L'économiste togolais Kako Nubukpo a salué la création de la Plateforme industrielle d'Adétikopé (PIA), dans un entretien accordé à l'Agence Ecofin et Togo First à Nairobi, en marge du sommet Africa Forward co-présidé par Emmanuel Macron et William Ruto. « J'applaudis la création de la plateforme industrielle d'Adétikopé au Togo et celle de Glo-Djigbé au Bénin », a déclaré l'ancien commissaire de l'UEMOA chargé de l'agriculture.
Pour le directeur de l'Observatoire de l'Afrique subsaharienne à la Fondation Jean-Jaurès, ces plateformes incarnent la voie d'une industrialisation par le « protectionnisme éducatif » qu'il défend de longue date, notamment dans son essai L'Afrique et le reste du monde (Odile Jacob, 2024). « Se protéger pour s'industrialiser, c'est acceptable. C'est ainsi que toutes les nations ont procédé », rappelle-t-il, en soulignant que même les États-Unis font aujourd'hui du protectionnisme assumé.
La validation intellectuelle accompagne une dynamique togolaise en accélération. Lancée en juin 2021 dans le cadre du Plan national de développement, la PIA s'étend sur 400 hectares et héberge à ce jour une vingtaine d’entreprises industrielles, après l'inauguration en juin 2025 de l'usine textile Star Garments, premier site africain du groupe américain Charles Komar & Sons, pour un investissement de 13 milliards de FCFA avec l'appui de la Société financière internationale (SFI). À terme, le complexe vise 25 000 emplois directs.

Pour Nubukpo, l'approche est structurelle. « La structure industrielle, les coûts de l'énergie, l'approvisionnement en matière première, l'échelle : tout cela doit nous permettre de produire pour le marché domestique ou même d'être compétitifs à l'international », analyse-t-il.

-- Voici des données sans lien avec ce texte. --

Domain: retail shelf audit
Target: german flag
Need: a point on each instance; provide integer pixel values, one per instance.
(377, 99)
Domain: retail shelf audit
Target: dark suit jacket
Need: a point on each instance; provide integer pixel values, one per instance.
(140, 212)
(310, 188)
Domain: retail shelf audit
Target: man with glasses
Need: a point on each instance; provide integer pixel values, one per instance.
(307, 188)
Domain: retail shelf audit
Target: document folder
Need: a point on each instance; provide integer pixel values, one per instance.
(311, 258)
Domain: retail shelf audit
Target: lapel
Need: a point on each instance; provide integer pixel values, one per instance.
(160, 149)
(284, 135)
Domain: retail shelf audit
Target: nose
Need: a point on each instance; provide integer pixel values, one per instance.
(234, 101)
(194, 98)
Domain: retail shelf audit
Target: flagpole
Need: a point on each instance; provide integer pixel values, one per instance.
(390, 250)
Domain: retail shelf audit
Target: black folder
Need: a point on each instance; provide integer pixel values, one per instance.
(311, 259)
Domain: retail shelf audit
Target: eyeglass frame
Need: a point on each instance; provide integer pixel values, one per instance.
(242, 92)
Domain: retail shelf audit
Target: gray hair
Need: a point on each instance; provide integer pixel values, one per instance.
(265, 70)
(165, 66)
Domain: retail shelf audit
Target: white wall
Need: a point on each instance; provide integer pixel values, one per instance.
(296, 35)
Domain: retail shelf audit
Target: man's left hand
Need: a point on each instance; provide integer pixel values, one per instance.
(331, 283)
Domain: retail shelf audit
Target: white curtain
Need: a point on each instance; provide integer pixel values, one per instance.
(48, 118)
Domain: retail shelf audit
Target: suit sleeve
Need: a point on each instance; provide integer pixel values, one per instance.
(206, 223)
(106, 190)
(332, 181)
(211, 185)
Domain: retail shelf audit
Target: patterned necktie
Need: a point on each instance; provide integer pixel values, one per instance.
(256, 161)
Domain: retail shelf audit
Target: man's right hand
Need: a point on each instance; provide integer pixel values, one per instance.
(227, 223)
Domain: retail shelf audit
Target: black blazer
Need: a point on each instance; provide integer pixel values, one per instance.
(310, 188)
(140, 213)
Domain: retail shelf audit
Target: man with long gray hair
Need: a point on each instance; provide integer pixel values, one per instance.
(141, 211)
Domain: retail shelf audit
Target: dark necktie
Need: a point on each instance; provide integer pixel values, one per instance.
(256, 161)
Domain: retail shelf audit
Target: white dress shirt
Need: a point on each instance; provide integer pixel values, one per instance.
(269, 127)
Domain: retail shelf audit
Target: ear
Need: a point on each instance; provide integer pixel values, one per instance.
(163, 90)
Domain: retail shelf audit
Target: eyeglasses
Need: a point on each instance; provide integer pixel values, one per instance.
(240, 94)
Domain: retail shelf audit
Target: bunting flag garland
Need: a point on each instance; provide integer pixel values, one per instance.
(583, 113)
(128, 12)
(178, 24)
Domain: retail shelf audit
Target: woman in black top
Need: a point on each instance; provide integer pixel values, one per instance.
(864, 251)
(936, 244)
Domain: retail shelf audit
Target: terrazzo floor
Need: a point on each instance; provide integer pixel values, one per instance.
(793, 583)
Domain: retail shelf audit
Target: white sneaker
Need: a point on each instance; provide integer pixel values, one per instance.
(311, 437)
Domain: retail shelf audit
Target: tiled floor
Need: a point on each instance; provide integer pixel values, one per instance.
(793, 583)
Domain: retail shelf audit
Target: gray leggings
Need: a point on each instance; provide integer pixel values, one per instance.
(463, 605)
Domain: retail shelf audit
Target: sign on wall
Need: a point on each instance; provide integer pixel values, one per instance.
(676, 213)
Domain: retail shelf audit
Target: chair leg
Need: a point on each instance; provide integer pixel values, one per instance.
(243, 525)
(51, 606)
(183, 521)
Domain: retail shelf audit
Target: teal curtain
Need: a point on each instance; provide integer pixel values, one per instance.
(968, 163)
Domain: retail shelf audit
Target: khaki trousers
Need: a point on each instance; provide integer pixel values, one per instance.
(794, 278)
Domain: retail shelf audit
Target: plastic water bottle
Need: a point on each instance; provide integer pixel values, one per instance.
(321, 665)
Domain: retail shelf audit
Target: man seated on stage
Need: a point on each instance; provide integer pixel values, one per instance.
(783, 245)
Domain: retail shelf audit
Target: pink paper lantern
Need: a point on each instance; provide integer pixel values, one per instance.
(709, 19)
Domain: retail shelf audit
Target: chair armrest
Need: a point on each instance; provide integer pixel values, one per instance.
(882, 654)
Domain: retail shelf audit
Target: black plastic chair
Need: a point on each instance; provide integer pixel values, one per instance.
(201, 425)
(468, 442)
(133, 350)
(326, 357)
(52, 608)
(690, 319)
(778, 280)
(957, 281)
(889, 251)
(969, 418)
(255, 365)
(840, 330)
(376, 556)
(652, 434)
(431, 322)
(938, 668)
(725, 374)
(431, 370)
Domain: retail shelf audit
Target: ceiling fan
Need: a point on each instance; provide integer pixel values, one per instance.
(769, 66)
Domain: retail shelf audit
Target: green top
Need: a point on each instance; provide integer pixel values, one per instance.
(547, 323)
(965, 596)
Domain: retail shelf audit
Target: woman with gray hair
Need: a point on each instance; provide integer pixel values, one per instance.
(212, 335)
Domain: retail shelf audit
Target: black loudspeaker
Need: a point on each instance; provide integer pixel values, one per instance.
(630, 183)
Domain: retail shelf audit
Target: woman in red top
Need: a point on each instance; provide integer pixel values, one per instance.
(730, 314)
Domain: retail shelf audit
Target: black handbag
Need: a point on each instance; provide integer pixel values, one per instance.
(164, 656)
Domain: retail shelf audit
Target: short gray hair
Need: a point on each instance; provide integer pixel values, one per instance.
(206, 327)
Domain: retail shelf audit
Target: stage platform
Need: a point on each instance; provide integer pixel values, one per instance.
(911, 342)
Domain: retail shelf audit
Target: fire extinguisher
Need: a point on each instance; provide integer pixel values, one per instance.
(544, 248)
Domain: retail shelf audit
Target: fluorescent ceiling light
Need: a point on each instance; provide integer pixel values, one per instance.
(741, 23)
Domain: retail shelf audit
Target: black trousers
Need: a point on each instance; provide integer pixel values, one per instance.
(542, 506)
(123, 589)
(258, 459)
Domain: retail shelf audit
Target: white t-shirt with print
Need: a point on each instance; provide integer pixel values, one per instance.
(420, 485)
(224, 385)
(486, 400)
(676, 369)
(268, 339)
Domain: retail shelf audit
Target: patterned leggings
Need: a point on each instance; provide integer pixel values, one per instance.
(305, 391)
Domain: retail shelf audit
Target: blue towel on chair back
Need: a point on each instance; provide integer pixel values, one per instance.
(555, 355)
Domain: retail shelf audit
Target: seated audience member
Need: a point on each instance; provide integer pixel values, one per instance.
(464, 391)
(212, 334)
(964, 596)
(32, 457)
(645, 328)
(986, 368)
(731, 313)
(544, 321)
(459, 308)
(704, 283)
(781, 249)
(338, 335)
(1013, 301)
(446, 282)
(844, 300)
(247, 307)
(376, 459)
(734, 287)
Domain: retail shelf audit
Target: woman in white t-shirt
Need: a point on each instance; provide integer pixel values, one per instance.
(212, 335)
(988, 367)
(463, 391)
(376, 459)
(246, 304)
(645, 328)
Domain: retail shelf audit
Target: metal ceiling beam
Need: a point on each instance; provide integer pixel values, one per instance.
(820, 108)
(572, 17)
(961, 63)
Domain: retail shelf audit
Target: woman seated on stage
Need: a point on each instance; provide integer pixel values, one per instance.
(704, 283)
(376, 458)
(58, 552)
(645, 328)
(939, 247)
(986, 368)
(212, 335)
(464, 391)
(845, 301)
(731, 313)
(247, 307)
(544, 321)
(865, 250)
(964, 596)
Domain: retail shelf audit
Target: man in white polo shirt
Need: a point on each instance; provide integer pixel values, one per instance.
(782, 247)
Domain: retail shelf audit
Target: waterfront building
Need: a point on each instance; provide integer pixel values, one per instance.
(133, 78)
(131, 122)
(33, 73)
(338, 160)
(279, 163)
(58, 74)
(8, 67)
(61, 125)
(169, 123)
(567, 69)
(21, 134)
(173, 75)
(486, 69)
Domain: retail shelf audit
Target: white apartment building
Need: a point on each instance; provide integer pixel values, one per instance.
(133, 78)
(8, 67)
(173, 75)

L'industrialisation, ajoute l'auteur de L'urgence africaine (2019), reste « un processus de long terme » qui se mesure « à l'horizon de 5, 10, 15, 20 ans ». L'agro-industrie, compte tenu de la structure rurale des populations ouest-africaines, constitue selon lui « une bonne voie pour l'émergence ».
Sur ce volet, l'économiste salue également la mise en place de l'Agence de transformation agricole (ATA), opérationnelle depuis janvier 2023 et inspirée des agences nodales asiatiques. La structure pilote depuis 2025, le Programme de modernisation de l'agriculture au Togo (ProMAT 2025-2034), soutenu à hauteur de 300 millions de dollars par la Banque mondiale, et a déjà accompagné plus de 10 000 producteurs dans 100 cantons.